QUAND LE MAÎTRE CROIT QU’IL N’A PLUS RIEN À APPRENDRE
C’est probablement l’un des dangers les plus silencieux de la franc-maçonnerie : croire que le troisième degré constitue un diplôme de fin d’études.
Le texte initial le rappelle avec force : certains Maîtres, une fois élevés, peuvent considérer qu’ils connaissent désormais suffisamment la franc-maçonnerie, alors que leur responsabilité devrait au contraire s’accroître.
Une Loge vivante est une Loge où l’Apprenti apprend, le Compagnon cherche et le Maître continue d’étudier. Lorsque les travaux deviennent répétitifs, que les planches ne provoquent plus aucune réflexion et que le rituel est récité machinalement, quelque chose finit par s’éteindre.
On peut alors conserver une Loge administrativement parfaite tout en ayant perdu l’essentiel : le désir de travailler sur soi.
ET PUIS IL Y A LES PETITES GUERRES DE LOGE…
Il faut également nommer ce qui dérange.
Les querelles de personnes, les élections de Vénérable transformées en campagnes électorales, les clans, les rancœurs anciennes, les affrontements d’ego ou les batailles d’appareil n’ont rien d’initiatique. Elles existent pourtant.
Le texte évoque explicitement les rivalités administratives et politiques internes comme l’une des causes possibles des départs. Et combien de Frères ou de Sœurs, venus chercher un espace d’élévation et de fraternité, découvrent un jour que les métaux laissés à la porte du Temple sont parfois rentrés par une autre porte ?
On ne quitte pas toujours la franc-maçonnerie parce qu’on ne croit plus en son idéal. On la quitte parfois précisément parce qu’on y croyait beaucoup.
LA FRANC-MAÇONNERIE DOIT-ELLE RETENIR CEUX QUI PARTENT ?
Pas à n’importe quel prix. Toutes les démissions ne constituent pas des échecs. La vie professionnelle, familiale, financière ou personnelle impose parfois de s’éloigner. Certains découvrent simplement que la démarche maçonnique ne leur correspond pas.
Mais lorsqu’un Frère ou une Sœur s’en va parce qu’il ne trouve plus de travail initiatique, plus d’écoute, plus de fraternité ou plus de sens, la Loge devrait avoir le courage de s’interroger avant de considérer que « le problème venait de lui ».

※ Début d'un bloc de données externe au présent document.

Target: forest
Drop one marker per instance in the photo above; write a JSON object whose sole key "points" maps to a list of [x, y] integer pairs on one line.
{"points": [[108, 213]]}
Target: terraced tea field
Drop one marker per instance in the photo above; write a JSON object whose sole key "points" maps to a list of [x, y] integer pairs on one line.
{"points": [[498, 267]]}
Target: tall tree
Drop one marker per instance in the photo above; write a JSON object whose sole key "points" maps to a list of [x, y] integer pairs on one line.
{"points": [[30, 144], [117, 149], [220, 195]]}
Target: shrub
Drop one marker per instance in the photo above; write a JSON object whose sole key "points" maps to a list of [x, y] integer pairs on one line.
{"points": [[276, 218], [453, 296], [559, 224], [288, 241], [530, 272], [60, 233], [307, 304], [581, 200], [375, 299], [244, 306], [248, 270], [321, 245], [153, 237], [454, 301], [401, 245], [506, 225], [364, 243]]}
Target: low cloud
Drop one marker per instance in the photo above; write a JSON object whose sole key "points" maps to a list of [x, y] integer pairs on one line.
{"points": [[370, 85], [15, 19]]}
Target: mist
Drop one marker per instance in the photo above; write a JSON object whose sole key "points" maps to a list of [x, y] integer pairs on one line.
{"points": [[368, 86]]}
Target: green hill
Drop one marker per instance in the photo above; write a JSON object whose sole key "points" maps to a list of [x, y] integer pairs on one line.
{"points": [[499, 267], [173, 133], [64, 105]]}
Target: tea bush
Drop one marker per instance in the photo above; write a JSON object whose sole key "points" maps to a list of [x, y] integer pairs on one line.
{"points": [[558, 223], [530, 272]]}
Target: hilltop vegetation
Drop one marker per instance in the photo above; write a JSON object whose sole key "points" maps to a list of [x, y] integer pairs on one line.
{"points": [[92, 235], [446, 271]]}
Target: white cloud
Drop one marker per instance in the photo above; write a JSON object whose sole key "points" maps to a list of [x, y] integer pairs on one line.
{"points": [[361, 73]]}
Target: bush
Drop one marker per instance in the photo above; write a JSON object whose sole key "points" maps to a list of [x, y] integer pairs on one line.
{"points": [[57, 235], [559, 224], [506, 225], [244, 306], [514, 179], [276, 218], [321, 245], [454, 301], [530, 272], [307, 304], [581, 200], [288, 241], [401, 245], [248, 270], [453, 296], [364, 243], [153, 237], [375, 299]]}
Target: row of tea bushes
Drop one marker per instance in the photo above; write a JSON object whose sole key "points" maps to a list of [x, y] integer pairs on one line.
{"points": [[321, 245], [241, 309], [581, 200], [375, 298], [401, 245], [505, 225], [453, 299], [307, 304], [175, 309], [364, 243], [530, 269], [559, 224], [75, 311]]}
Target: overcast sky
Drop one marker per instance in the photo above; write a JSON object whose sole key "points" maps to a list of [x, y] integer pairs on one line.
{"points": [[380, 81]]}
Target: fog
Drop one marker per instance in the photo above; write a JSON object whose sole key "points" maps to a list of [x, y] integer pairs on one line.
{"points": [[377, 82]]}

La question essentielle n’est donc peut-être pas : « Comment recruter davantage ? »
Elle pourrait être beaucoup plus dérangeante :
« Que faisons-nous de ceux que nous avons initiés ? »
Car avant de chercher de nouveaux profanes à la porte du Temple, certaines Loges gagneraient peut-être à regarder leurs propres colonnes.
Une franc-maçonnerie forte ne se mesure pas seulement au nombre de ses initiations. Elle se mesure à la qualité de ce qu’elle transmet, à la fraternité qu’elle fait vivre et à l’envie qu’elle donne, année après année, de continuer à travailler.